# t-SNE

t-SNE is a new award winning technique for dimension reduction and data visualization. t-SNE not only captures the local structure of the higher dimension but also preserves the global structures of the data like clusters. It has stunning ability to produce well-defined segregated clusters. t-SNE is based on stochastic neighbor embedding(SNE). t-SNE was developed to address some of the problems in SNE.

## SNE
For understanding t-SNE, we need to know about stochastic neighbor embedding and its shortcomings. Stochastic neighbor embedding uses probablistic approach to embedd a high dimension dataset into lower dimension by preserving the nieghborhood structure of the dataset. A gaussian probability distribution centered on each point is defined over all the potential neighbors of this point. SNE aims to minimize the difference in probablity distribution in higher dimension and lower dimension.  
For each object, $i$ and it's neighbor $j$, we compute a $P_{i|j}$ which reflects the probability that $j$ is neighbor of $i$    
$\hspace{7em} P_{i|j} = \frac{\exp(-d_{ij}^2)}{\Sigma_{k\ne i}\exp(-d_{ij}^2)})$ where  
$\hspace{7em} d_{ij}^2$ is the dissimilarity between element $i$ and $j$ given as input or calculated from the dataset provided.  
The dissimilarity between $x_i$ and $x_j$ can be calculated using the following formula  
$\hspace{7em} d_{ij}^2 = \frac{||x_i-x_j||^2}{2\sigma_i^2}$, where $\sigma_i$ generally calculated through a binary search by equating the entropy of the distribution centered at $x_i$ to perplexity which is chosen by hand. This method generates a probability matrix which is asymmetric.

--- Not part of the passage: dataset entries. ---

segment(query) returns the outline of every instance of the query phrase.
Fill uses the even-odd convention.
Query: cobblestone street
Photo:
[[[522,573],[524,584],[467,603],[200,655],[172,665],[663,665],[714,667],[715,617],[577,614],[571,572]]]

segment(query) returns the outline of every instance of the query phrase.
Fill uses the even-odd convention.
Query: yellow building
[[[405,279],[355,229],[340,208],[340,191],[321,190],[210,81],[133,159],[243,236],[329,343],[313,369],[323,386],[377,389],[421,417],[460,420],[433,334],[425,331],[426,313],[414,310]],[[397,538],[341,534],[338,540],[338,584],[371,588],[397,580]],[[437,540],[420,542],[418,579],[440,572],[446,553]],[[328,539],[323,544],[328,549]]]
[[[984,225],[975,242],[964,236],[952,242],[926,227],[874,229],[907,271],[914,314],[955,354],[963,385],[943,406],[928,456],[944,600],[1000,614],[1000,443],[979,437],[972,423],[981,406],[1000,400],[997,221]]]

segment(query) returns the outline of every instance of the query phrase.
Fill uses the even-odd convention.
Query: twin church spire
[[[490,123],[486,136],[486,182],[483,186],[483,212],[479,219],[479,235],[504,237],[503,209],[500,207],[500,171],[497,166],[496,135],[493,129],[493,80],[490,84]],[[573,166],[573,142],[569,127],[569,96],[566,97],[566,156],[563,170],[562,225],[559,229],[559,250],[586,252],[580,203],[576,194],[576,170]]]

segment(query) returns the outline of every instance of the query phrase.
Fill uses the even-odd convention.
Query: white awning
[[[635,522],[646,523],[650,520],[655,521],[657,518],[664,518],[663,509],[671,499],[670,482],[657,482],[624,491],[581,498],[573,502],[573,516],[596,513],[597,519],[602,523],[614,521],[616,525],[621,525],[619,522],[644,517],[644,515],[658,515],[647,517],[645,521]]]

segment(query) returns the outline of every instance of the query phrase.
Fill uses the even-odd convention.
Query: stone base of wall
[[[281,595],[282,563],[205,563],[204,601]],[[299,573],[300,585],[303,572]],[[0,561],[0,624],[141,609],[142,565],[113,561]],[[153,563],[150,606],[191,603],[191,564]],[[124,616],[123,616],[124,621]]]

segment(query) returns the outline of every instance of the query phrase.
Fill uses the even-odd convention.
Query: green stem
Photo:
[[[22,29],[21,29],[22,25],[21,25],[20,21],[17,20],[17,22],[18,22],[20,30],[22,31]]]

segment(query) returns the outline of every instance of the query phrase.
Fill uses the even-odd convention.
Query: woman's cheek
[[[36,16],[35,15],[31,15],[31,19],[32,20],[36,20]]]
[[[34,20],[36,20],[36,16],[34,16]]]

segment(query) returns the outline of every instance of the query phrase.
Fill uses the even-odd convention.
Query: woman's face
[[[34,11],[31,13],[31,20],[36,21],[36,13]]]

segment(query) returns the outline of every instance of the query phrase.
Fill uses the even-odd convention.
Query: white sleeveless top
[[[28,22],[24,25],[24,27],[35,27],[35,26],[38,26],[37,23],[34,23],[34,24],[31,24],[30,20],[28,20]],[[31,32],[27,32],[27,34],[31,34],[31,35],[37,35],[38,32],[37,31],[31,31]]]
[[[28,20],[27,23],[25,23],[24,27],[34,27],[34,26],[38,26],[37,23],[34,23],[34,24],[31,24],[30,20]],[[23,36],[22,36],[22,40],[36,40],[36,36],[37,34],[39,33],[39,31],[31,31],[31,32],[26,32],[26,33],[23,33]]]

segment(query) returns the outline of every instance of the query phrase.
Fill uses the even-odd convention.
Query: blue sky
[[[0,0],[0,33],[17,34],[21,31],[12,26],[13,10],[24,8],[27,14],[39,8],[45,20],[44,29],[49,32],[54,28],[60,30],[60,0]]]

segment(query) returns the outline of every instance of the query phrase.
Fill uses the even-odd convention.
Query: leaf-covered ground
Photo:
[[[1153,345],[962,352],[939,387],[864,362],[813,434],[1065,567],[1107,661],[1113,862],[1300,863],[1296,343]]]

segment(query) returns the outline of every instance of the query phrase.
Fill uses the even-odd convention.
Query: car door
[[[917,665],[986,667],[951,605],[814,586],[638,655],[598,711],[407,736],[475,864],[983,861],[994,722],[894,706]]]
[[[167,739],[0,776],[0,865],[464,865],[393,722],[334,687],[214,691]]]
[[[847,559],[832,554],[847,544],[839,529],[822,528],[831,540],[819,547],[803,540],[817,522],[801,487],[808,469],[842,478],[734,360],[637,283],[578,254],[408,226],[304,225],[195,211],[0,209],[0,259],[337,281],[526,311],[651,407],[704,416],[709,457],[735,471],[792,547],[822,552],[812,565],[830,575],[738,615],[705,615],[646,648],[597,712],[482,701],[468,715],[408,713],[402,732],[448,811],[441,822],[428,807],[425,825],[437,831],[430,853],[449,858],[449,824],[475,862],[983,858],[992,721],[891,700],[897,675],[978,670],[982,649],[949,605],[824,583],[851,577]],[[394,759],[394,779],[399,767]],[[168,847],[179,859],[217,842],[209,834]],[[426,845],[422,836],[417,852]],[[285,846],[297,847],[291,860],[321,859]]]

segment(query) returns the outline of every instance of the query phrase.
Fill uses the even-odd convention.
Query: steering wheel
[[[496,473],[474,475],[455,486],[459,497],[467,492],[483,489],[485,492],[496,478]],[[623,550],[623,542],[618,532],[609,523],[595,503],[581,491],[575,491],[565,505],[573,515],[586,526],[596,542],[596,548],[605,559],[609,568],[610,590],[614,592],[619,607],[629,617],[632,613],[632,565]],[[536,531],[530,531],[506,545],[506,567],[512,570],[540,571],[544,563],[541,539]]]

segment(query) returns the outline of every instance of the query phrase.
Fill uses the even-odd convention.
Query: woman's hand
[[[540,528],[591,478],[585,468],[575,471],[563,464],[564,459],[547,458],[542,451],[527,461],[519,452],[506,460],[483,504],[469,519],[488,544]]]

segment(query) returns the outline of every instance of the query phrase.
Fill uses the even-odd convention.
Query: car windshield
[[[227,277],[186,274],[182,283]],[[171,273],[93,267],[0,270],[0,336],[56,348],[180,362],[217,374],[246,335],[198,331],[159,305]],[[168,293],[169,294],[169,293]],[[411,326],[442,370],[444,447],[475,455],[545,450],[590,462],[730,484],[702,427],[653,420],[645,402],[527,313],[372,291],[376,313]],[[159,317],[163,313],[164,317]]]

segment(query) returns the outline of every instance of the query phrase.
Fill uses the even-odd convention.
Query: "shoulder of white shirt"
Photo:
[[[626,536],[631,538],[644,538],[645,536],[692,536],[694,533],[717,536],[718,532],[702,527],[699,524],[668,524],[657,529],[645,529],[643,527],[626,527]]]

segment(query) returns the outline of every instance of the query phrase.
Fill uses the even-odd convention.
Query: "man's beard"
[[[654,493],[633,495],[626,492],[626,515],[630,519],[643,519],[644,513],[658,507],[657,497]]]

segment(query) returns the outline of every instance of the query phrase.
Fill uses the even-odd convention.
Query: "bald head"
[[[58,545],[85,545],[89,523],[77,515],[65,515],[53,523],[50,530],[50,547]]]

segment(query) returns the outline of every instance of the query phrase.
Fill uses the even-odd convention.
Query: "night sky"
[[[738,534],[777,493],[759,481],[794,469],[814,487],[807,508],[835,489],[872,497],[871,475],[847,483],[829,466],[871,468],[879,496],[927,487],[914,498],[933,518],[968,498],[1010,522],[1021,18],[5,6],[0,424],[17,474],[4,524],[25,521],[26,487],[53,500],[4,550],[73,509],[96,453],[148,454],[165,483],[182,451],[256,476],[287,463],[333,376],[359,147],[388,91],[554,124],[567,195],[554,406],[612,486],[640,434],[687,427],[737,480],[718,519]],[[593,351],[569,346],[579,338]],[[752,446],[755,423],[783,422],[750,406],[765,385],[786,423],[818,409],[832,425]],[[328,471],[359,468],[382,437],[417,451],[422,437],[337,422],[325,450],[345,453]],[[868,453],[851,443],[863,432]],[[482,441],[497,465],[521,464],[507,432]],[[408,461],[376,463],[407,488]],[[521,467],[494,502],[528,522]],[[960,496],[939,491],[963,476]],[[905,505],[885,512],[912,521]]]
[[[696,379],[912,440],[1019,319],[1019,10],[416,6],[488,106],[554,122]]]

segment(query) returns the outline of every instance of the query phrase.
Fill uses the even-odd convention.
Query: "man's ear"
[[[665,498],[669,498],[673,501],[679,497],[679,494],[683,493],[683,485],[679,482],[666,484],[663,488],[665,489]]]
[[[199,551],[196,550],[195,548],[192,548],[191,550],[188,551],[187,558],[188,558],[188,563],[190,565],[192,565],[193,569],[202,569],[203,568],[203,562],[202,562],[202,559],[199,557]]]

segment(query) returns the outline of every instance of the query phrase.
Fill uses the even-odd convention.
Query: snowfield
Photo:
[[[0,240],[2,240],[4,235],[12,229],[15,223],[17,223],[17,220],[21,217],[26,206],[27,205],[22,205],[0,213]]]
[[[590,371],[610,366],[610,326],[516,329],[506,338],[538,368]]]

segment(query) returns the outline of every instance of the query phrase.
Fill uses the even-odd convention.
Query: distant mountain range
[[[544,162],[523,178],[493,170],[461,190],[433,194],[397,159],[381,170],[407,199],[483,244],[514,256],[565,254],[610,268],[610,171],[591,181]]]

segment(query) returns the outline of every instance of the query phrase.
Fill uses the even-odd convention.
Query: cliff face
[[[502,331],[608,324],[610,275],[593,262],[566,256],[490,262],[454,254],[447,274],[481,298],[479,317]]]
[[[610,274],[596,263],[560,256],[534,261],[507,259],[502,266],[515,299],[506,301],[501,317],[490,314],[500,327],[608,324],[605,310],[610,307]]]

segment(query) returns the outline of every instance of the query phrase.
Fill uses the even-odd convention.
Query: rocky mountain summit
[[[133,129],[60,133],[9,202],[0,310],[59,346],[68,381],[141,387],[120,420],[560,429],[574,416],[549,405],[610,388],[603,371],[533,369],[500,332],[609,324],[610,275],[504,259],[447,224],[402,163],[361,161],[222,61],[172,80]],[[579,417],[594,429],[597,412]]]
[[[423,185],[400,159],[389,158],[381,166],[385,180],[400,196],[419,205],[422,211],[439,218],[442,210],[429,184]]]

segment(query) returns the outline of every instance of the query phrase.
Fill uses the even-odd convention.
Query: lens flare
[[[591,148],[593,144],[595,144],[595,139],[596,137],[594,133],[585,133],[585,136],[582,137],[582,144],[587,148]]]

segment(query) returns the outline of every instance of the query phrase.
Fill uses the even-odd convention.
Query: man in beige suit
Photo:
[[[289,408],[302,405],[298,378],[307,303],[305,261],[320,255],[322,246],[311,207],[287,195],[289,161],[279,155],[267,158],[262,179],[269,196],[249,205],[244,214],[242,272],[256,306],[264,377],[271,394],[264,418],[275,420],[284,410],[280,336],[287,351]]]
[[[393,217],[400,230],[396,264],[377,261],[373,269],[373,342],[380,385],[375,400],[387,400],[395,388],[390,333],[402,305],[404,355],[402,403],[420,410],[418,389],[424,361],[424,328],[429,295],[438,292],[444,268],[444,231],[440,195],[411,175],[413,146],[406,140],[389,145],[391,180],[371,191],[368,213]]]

Next, SNE does the same calculation for every $Y_i$ and $Y_j$ in the lower dimension with gaussian probability distribution with $\sigma = 0.5$  
$\hspace{7em} q_{ij} = \frac{\exp(-||y_i-y_j||^2)}{\Sigma_k \exp(-||y_k-y_i||^2)}$  
Now, SNE tries to minimize the difference between these two distributions. We can calculate the difference between two distributions using Kullback-Liebler divergence. For two discrete distirbution $P$ and $Q$ KL divergence is given by  
$\hspace{7em} D_{KL}(P||Q) = \Sigma_i P_{i}\frac{P_{i}}{Q_{i}}$.   
SNE defines a cost function based of the difference between $p_{ij}$ and $q_{ij}$ which is given by  
$\hspace{7em} C = \Sigma_i\Sigma_j P_{ij}log(\frac{P_{ij}}{q_{ij}})$  
While embedding the dataset in lower dimension, two kinds of error can occur, first neighbors are mapped as faraway points($p_{ij}$ is large and  $q_{ij}$ is small) and points which are far away mapped as neighbors( $p_{ij}$ is small while $q_{ij}$ is large). Look closely at the cost function, the cost of the first kind of error i.e. mapping large $P_{ij}$ with small $q_{ij}$ is smaller than the cost while mapping small $p_{ij}$ as  large $q_{ij}$. The gradient to optimize the cost function is given by  
$\hspace{7em} \frac{\delta C}{\delta Y} = 2\Sigma_i (P_{ij}-q_{ij}+P_{ji}-q_{ji})(y_i - y_j)$


Some of the shorcomings of SNE approach are asymmetric probability matrix $P$, crowding problem. As pointed out earlier the probability matrix $P$ is asymmetric. Suppose a point $X_i$ is far away from other points, it's $P_{ij}$ will be very small for all $j$. So, It will have little effect on the cost function and embedding it correctly in the lower dimension will be hard. 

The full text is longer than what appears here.